If you knew Lou, the way we knew Lou
Barb Walter, Hennessey Clipper
She was a good-looking woman. Even at 82, Lou Ledbetter looked good, and her eyes would light up when I'd compliment her appearance.
It was just a few weeks ago when I'd last told her she was lookin' good. Our printer was having press problems that week, so she'd come into the office wanting her Clipper.
"I need my Clipper," she said. "How long will it be?"
"Any minute or an hour. We just don't know."
"I need my Clipper before I can go home," she said and left the office.
She was back in about 10 minutes and the papers still weren't here yet.
She was anxious.
Getting a Clipper was part of her Wednesday ritual and Lou wasn't giving up easily.
She came in one more time and later called to see if they were at 4-T's yet because she needed to go to the store too. She wanted to make sure she bought the paper from one of our racks so we'd get the whole 50-cents.
We lost Lou this week on Valentine's Day.
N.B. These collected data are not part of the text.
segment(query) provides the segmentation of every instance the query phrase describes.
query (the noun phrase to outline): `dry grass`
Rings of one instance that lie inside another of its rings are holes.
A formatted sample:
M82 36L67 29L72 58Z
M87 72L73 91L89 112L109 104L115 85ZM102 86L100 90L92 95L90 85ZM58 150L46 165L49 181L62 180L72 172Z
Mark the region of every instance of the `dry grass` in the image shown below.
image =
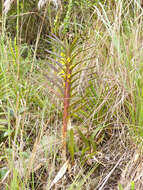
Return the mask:
M8 11L10 10L10 7L11 7L12 3L14 3L14 2L15 2L15 0L5 0L4 1L3 7L4 7L4 13L5 14L8 13Z

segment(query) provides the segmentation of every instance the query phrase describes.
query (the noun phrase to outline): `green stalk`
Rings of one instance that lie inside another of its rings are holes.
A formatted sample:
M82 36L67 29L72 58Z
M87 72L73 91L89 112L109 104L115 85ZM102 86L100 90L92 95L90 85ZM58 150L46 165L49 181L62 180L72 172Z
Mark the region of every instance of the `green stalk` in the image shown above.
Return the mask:
M17 0L17 23L16 23L16 42L17 42L17 50L18 50L18 55L17 55L17 80L19 79L19 15L20 15L20 10L19 10L19 0Z

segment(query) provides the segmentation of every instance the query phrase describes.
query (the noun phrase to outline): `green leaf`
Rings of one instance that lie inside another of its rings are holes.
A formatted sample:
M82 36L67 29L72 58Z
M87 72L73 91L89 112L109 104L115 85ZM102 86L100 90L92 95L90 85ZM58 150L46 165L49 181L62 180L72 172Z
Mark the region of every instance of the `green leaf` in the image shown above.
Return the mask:
M82 112L82 115L86 115L86 116L87 116L87 112L85 112L84 110L82 110L82 108L83 108L85 105L86 105L86 102L85 102L84 104L78 106L78 107L75 108L75 109L70 108L70 111L71 111L70 115L72 116L72 115L74 115L76 112L80 111L80 112Z
M3 179L3 177L6 175L7 172L8 172L7 168L1 168L0 169L0 180Z
M81 132L81 130L77 127L78 134L80 135L81 139L85 143L86 147L89 147L89 141L86 136Z
M74 162L74 132L73 129L70 129L69 131L69 143L68 143L68 150L71 156L72 162Z
M79 86L79 84L74 85L74 86L71 88L71 92L72 92L75 88L77 88L78 86Z
M0 131L6 131L6 130L7 130L7 128L5 125L0 125Z
M131 182L131 190L135 190L135 182L134 181Z
M16 39L16 37L14 39L14 50L15 50L15 54L16 54L16 59L18 59L19 50L18 50L18 46L17 46L17 39Z
M124 190L121 184L119 184L119 190Z
M96 127L96 129L93 131L93 133L92 133L92 138L94 138L96 135L97 135L97 133L99 132L99 131L101 131L101 130L103 130L105 128L105 126L102 126L102 125L99 125L99 126L97 126Z
M89 93L94 97L98 97L94 84L92 82L90 82Z
M76 47L76 45L77 45L77 40L78 40L78 38L76 37L76 38L72 41L72 43L71 43L71 45L70 45L70 51L71 51L71 52L73 52L73 50L75 49L75 47Z
M79 77L75 78L74 80L71 81L71 84L74 84L77 80L79 80Z
M0 119L0 124L6 125L8 121L6 119Z
M68 190L81 190L81 189L83 189L83 185L86 183L86 181L88 181L90 176L95 172L98 165L99 164L95 163L91 168L89 168L88 172L86 173L86 175L84 175L84 177L83 177L83 174L81 174L81 172L79 172L77 174L75 180L73 181L73 183L68 188Z
M71 113L70 116L76 118L78 121L83 122L83 118L81 118L77 113Z
M11 39L9 40L9 48L10 48L10 53L13 57L13 60L14 60L14 64L16 63L15 60L16 60L16 56L15 56L15 52L14 52L14 48L13 48L13 44L12 44L12 41Z
M73 109L73 107L77 107L77 105L81 104L81 98L82 98L82 97L79 97L78 100L76 100L75 102L73 102L73 103L70 105L70 109Z
M90 143L92 145L93 151L95 152L97 150L95 139L92 138L92 136L90 136L89 140L90 140Z
M82 69L79 70L79 71L76 71L75 73L73 73L73 74L71 75L71 78L73 78L73 77L76 76L77 74L81 73L82 71L83 71Z
M86 156L86 159L82 159L82 165L84 165L86 163L86 161L90 158L92 158L94 155L96 154L96 151L95 152L92 152L91 154L88 154L88 156Z
M80 161L82 162L82 164L84 164L85 162L84 162L84 156L85 156L85 153L87 152L87 151L89 151L90 150L90 147L88 146L88 147L82 147L82 151L81 151L81 155L80 155Z

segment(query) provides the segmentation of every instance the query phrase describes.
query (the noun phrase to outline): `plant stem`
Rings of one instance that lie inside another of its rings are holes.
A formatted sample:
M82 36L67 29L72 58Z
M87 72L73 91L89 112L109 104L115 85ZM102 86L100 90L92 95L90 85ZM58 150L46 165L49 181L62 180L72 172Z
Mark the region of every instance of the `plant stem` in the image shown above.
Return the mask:
M66 141L67 141L67 127L69 120L69 105L70 105L70 89L71 89L71 70L70 62L66 65L65 89L64 89L64 111L63 111L63 159L66 160Z

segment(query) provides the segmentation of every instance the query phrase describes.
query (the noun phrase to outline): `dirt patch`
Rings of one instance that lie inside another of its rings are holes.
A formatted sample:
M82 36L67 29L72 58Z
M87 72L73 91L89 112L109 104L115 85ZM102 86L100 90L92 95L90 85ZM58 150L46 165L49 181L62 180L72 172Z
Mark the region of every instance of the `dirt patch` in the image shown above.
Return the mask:
M131 154L124 142L123 135L115 133L102 147L102 153L100 161L103 165L100 166L99 170L101 180L96 190L116 189L122 174L122 168L127 164Z

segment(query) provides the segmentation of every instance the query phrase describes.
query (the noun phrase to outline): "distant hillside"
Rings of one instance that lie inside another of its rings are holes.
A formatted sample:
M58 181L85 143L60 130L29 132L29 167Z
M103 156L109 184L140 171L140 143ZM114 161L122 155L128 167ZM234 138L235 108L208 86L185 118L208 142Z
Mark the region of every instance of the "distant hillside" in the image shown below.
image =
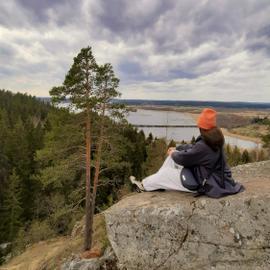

In addition to being one of our loyal supporters, she was also a sweetheart, and a mother figure and grandma (Nanny) figure to many of us.
Lou was one of a kind. And as she'd say, "I'm serious as a heart attack."
She grew up in Maud and had all sorts of sayings that I'd never heard of before.
She also had some strange habits.
When her youngest daughter was in the hospital in Oklahoma City, we stayed in the waiting room the night before Janice's early morning surgery.
Lou chided her older daughter and me for wearing our jewelry.
"Someone will come by here while you're sleeping and cut your fingers off to get those diamond rings," she said.
Our rings paled in comparison to her diamonds, which were safely in her purse that evening.
Right next to her "protection."
She flashed her protection — an ice pick — to show us that she'd take care of any intruder.
That was Lou.
But her ever-present purse wasn't the only thing she carried with her on over-night trips.
There was always her makeup case.
She carried it with her religiously, and we never saw her without makeup and her hair perfectly coifed.
Her children, nieces and nephews always wanted to see what was in that magic case, but Lou wasn't telling.
She would tell you, however, that you'd better wipe your feet on the rug before you went into her well-kept home.
If you stood outside her door after saying your good-byes, you could always hear her firing up The Hoover and sweeping the carpeting.
Lou loved her vacuum cleaner and family always joked and told her they'd have a Hoover mounted on her tombstone.
I doubt that, but then you never know.